Потом пронеслась еще одна неожиданная весть: в четыре часа дня государь отбывает из Ставки в Царское Село.
Царский поезд стоял у платформы. Приехавшие проводить забились от пронизывающей стужи в стоящий рядом барак.
Из него они видели государя, возвращающегося в поезд после короткой прогулки. Государь шел сквозь ветер в одной гимнастерке по императорской платформе, опираясь на палку. За ним следовала свита.
Провожающие впивались взглядами в лицо Его величества.
Скорбит? Взволнован? Обескуражен? Испуган? Или… счастлив, может быть?
О чем думает он в эту минуту? Что собирается предпринять? Но лицо государя не ответило ни на один вопрос. Государь был абсолютно спокоен.
Он был таким, как всегда.
За несколько минут до отхода поезда к платформе подъехала машина и выпустила из своего теплого урчащего чрева генерала Гурко. Гурко быстро подошел к государю, и они уже вдвоем стали вышагивать вдоль распластавшегося по рельсам поезда. Вперед — назад, вперед — назад… Провожающие видели, как горячился Гурко, размахивал правой рукой, доказывал что-то государю. Государь держался ровно, слушал внимательно, ни одно его движение не выдало ни беспокойства, ни волнения.
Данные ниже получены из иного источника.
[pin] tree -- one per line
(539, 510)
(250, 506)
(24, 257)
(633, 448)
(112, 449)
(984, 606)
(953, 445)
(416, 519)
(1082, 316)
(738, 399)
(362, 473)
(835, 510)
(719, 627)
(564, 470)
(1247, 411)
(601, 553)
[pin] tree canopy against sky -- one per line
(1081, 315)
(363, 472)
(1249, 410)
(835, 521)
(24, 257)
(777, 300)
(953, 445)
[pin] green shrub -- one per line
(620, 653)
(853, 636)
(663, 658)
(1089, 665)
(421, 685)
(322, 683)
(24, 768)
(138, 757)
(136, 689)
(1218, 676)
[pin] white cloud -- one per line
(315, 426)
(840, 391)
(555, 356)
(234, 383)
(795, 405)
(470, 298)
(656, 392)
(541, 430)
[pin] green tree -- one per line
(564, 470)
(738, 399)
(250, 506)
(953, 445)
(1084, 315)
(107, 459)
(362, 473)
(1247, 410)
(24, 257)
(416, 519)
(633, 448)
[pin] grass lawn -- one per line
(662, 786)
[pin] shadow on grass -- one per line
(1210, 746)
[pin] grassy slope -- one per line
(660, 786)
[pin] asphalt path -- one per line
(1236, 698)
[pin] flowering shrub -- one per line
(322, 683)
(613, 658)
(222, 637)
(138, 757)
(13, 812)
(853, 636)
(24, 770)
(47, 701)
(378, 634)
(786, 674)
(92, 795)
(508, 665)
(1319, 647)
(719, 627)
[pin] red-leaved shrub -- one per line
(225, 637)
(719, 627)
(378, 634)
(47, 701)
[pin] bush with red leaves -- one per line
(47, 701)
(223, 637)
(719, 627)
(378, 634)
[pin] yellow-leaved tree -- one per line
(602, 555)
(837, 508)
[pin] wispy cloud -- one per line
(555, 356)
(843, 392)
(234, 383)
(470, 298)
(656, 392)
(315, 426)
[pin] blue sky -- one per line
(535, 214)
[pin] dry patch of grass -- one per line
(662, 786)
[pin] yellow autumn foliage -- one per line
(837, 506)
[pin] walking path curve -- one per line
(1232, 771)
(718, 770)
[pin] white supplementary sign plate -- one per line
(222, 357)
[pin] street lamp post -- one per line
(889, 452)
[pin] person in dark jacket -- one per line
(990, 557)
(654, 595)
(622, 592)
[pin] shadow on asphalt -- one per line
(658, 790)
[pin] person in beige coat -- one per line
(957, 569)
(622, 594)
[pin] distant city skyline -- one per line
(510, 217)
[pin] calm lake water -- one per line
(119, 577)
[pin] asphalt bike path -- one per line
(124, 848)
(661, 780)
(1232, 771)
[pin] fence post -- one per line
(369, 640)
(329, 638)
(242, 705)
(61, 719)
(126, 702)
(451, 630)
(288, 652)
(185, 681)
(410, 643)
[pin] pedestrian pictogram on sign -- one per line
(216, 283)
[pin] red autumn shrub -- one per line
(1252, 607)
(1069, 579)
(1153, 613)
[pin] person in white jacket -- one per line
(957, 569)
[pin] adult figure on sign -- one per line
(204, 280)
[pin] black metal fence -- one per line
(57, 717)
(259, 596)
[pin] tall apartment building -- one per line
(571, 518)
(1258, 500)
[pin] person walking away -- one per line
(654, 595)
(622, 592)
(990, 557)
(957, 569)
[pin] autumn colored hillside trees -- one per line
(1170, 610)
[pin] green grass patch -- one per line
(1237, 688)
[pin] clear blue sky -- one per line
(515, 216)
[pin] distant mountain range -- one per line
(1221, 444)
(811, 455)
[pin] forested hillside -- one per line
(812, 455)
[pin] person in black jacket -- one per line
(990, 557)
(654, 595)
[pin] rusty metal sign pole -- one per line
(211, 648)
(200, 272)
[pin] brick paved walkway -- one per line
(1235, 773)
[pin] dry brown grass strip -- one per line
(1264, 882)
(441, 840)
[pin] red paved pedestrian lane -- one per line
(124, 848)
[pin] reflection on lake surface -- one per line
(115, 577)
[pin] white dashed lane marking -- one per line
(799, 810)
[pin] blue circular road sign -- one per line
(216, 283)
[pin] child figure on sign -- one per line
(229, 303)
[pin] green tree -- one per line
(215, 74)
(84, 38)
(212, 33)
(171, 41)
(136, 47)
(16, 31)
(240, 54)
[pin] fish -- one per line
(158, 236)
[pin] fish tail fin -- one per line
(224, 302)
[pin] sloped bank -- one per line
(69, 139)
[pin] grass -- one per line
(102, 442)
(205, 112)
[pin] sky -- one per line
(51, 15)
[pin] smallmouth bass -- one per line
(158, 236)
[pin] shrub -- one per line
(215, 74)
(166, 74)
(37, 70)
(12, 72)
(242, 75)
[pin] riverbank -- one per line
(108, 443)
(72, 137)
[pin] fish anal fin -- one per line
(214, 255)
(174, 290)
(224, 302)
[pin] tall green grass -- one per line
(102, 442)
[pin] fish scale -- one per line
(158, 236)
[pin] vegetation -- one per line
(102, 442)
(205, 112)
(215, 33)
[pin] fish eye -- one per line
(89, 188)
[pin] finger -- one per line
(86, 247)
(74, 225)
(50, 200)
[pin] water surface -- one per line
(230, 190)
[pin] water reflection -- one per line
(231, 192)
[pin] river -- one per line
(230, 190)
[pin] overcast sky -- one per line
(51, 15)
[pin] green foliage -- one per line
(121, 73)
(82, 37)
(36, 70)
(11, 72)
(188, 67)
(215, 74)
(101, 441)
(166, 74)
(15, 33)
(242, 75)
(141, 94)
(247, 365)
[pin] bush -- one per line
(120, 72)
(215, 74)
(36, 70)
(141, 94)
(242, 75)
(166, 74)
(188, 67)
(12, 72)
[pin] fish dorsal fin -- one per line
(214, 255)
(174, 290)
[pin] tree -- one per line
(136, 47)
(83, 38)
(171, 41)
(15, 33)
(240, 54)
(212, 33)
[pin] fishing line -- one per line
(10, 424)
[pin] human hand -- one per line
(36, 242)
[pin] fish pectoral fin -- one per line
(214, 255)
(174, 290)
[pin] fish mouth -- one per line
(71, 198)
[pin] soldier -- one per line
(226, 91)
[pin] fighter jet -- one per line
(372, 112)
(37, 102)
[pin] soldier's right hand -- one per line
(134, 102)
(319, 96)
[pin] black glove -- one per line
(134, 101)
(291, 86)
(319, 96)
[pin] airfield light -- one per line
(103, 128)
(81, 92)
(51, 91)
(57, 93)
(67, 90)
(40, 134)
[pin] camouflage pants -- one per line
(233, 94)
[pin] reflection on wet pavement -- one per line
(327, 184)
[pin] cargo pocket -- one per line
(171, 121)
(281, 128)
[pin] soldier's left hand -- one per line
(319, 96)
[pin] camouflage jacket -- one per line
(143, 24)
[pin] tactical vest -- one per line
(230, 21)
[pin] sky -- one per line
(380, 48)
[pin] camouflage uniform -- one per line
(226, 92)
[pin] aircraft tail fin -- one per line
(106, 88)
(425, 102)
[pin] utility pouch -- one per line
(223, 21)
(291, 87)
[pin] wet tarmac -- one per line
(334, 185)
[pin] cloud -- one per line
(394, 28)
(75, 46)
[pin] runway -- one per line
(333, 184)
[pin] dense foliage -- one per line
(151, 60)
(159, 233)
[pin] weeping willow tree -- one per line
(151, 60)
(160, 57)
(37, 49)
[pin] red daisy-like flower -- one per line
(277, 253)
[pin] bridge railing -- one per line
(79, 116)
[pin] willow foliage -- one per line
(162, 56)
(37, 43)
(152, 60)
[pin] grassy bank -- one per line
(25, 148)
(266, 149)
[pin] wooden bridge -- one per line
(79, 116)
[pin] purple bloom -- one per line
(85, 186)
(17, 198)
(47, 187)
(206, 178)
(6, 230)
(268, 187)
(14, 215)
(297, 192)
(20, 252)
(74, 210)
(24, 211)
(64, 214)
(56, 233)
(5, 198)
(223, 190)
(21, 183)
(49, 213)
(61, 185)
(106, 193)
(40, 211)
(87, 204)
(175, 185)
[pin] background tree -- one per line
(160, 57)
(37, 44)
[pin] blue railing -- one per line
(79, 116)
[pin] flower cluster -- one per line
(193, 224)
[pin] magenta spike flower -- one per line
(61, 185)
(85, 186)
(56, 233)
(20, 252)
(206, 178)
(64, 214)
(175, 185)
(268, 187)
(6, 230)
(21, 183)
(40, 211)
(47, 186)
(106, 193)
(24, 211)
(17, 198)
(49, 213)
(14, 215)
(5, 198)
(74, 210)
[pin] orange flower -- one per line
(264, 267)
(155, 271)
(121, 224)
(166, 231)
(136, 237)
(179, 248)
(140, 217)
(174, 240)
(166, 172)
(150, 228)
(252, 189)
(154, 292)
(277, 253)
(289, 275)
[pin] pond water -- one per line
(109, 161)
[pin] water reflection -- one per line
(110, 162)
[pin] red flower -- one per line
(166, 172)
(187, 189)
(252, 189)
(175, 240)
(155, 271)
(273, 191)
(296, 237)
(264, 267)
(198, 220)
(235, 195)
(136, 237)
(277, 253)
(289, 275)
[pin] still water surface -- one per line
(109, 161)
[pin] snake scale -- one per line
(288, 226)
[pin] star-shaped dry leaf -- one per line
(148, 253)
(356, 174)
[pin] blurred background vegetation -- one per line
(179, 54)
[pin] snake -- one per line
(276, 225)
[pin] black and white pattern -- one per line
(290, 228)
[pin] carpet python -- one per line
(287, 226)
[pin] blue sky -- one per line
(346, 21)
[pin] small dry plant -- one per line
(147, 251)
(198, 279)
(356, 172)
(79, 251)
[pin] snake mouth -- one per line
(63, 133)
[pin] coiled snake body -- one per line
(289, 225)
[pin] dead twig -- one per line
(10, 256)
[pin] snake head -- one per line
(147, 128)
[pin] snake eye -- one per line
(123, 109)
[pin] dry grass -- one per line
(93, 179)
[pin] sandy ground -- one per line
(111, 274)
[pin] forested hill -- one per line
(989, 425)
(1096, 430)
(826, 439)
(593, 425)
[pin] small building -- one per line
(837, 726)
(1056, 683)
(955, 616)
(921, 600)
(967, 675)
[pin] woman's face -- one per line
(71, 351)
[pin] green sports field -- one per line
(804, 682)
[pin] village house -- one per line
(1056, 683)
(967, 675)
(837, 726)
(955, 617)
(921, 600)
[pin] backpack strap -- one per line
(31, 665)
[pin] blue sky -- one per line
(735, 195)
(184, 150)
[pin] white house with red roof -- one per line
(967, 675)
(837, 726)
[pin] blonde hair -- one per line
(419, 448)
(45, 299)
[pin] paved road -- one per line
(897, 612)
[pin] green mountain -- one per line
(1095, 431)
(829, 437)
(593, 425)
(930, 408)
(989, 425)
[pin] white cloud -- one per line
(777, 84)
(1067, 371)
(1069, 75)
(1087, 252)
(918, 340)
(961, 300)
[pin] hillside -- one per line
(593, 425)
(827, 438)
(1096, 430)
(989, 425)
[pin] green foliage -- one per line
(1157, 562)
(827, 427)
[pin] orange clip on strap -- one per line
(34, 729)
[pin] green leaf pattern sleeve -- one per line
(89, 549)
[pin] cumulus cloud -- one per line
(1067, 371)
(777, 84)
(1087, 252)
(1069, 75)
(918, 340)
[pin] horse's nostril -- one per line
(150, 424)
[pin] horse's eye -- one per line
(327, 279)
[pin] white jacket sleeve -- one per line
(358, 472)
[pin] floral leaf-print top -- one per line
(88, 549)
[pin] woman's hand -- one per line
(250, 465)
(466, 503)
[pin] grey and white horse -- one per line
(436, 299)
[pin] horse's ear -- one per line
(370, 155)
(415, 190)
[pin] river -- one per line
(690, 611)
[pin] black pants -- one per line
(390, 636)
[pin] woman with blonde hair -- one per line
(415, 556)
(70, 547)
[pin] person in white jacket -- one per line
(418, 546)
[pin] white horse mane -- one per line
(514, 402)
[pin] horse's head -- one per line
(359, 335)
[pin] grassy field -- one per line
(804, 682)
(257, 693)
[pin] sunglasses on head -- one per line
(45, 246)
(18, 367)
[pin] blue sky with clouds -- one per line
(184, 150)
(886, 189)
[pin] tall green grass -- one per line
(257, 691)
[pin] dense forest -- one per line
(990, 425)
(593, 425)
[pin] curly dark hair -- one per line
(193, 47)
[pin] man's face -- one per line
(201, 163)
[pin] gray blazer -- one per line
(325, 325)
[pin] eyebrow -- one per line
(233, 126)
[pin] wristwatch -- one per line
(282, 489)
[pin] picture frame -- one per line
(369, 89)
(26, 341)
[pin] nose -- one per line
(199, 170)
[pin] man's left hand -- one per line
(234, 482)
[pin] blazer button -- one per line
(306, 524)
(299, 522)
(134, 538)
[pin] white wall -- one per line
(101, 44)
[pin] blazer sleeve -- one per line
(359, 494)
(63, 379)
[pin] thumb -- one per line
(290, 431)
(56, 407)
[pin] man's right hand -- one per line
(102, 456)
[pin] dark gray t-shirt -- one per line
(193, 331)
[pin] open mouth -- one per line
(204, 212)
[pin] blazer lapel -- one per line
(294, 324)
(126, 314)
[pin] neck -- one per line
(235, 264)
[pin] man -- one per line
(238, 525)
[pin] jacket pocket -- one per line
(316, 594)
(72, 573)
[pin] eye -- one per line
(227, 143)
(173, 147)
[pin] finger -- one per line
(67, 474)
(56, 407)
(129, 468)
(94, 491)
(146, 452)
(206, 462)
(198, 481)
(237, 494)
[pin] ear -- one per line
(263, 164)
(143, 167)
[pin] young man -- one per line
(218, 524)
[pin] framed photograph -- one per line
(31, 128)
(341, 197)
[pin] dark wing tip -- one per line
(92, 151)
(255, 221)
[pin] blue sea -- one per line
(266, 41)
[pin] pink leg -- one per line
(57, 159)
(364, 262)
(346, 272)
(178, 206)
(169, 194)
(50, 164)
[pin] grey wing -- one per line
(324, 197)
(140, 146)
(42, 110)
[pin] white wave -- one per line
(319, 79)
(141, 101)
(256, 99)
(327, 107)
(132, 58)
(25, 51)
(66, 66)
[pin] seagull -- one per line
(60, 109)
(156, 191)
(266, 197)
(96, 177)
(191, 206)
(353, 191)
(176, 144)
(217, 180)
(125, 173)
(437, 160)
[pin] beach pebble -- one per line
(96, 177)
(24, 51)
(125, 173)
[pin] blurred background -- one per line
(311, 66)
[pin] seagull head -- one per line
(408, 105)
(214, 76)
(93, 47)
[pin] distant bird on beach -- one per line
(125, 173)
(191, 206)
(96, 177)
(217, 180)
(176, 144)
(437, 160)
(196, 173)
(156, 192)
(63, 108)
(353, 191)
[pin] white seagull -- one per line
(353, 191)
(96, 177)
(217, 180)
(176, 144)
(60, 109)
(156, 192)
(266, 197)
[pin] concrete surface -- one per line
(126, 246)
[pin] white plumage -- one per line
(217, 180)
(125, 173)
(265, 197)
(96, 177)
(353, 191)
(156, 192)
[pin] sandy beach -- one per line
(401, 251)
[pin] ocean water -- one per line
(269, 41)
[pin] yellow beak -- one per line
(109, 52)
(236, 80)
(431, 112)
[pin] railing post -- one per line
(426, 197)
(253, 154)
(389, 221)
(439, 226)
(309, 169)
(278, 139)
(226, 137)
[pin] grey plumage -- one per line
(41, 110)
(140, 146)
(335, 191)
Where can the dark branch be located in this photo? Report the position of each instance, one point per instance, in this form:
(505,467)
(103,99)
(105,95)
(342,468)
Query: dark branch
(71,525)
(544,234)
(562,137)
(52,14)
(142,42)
О чем говорили они? Можно предположить, что речь о Дмитрии, ведь именно в этот день, 18 декабря, царственный Дмитрий Павлович собирался выехать в Ставку и выехал бы, если бы его не задержала в Петрограде императрица.
Но вот разговор заканчивается. Раздается свисток. Вскоре Царский поезд растворяется в облаке снежно-дождевого тумана…
19 ноября, ровно по графику, царский поезд прибудет в Царское Село. Никто не остановит государя по пути в столицу. Ничто не случится с государем в дороге. А раз ничего не случилось, значит, ничего и не должно было случиться.
Лишь очень немногие, не потерявшие способности в предреволюционном угаре и чаду здраво рассуждать, смутно прозревали истину. Именно в эти дни прокурор следственной палаты, сенатор Завадский, обмолвился некоторым своим знакомым, что царствование государя, по-видимому, близится к концу, а цесаревич царствовать не будет. Прокурор ничего не знал о заговоре, но, столкнувшись близко с обстоятельствами убийства Григория Распутина, рассудил логично.
Суть этого рассуждения сводилась к тому, что невыносимо натянутое положение неминуемо должно разрешиться дворцовым переворотом, и поскольку в убийстве принимали участие круги, очень близкие к престолу, то не может такого быть, чтобы они не имели определенной программы на случай, если государь не одобрит их поступка. А в таком случае у них уже обдуман переворот и готов новый император. Так думал господин проницательный прокурор.